Un auto-entrepreneur qui blesse accidentellement un client venu récupérer une commande chez lui ne peut pas actionner sa RC habitation pour ce sinistre. La frontière entre vie privée et activité professionnelle détermine entièrement l’applicabilité de la garantie, ce qui rend indispensable la souscription d’une RC professionnelle distincte. Pour aller plus loin sur les démarches post-sinistre, voir les exclusions qui peuvent vous bloquer le remboursement.
Les dommages causés volontairement ou résultant d’une faute lourde
La faute lourde, distincte de la faute intentionnelle, se caractérise par une négligence d’une gravité telle qu’elle manifeste l’indifférence totale de l’assuré aux conséquences prévisibles de ses actes. Certains contrats l’excluent expressément, d’autres la couvrent partiellement.
La jurisprudence apprécie cette notion au cas par cas, ce qui introduit une incertitude réelle lors du traitement des sinistres. Vérifier la rédaction exacte de cette clause dans son contrat MRH constitue une précaution que trop peu d’assurés prennent le temps d’effectuer.

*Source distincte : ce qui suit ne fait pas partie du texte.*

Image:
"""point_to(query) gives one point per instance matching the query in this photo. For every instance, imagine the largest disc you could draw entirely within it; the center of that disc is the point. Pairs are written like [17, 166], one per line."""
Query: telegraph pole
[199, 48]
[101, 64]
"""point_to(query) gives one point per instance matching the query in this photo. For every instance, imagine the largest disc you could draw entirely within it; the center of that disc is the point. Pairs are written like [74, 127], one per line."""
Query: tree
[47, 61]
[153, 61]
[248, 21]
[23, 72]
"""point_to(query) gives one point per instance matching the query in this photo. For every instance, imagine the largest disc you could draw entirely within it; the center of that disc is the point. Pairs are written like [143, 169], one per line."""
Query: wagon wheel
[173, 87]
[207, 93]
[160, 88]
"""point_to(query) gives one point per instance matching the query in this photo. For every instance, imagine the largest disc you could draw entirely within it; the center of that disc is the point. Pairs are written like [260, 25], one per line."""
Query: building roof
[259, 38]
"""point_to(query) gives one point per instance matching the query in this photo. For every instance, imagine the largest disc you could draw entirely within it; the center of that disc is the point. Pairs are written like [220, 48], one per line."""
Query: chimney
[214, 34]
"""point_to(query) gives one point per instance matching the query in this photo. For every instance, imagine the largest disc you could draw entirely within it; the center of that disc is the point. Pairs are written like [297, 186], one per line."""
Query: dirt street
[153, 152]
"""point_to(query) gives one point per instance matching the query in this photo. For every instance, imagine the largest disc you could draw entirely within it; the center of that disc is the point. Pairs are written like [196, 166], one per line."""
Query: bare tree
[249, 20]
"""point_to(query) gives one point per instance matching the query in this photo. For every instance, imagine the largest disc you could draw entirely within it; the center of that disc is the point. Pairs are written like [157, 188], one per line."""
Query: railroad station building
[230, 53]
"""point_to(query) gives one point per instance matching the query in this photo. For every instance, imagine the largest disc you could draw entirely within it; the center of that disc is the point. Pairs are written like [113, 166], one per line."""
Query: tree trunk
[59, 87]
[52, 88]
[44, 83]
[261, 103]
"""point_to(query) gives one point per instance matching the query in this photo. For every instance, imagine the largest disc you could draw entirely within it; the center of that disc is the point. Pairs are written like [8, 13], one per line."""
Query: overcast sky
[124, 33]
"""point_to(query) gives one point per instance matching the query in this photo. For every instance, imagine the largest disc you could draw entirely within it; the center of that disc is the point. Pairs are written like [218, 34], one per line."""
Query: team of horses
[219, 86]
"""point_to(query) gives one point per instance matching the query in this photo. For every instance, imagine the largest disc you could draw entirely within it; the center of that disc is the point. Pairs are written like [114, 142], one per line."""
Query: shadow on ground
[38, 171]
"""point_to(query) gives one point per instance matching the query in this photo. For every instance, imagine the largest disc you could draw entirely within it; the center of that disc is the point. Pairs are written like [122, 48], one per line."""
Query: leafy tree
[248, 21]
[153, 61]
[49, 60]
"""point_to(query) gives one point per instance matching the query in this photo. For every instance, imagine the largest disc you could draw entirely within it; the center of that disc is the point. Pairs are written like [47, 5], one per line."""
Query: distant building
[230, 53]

Les exclusions contractuelles fréquentes selon les assureurs
Exclusions liées au défaut d’entretien et à la négligence caractérisée
Les dégâts des eaux constituent 44 % des sinistres MRH en 2024, d’après France Assureurs. Or, lorsqu’un défaut d’entretien des canalisations est à l’origine du sinistre, la garantie peut être refusée. Cette exclusion contractuelle fréquente transforme une négligence ordinaire en perte financière totale.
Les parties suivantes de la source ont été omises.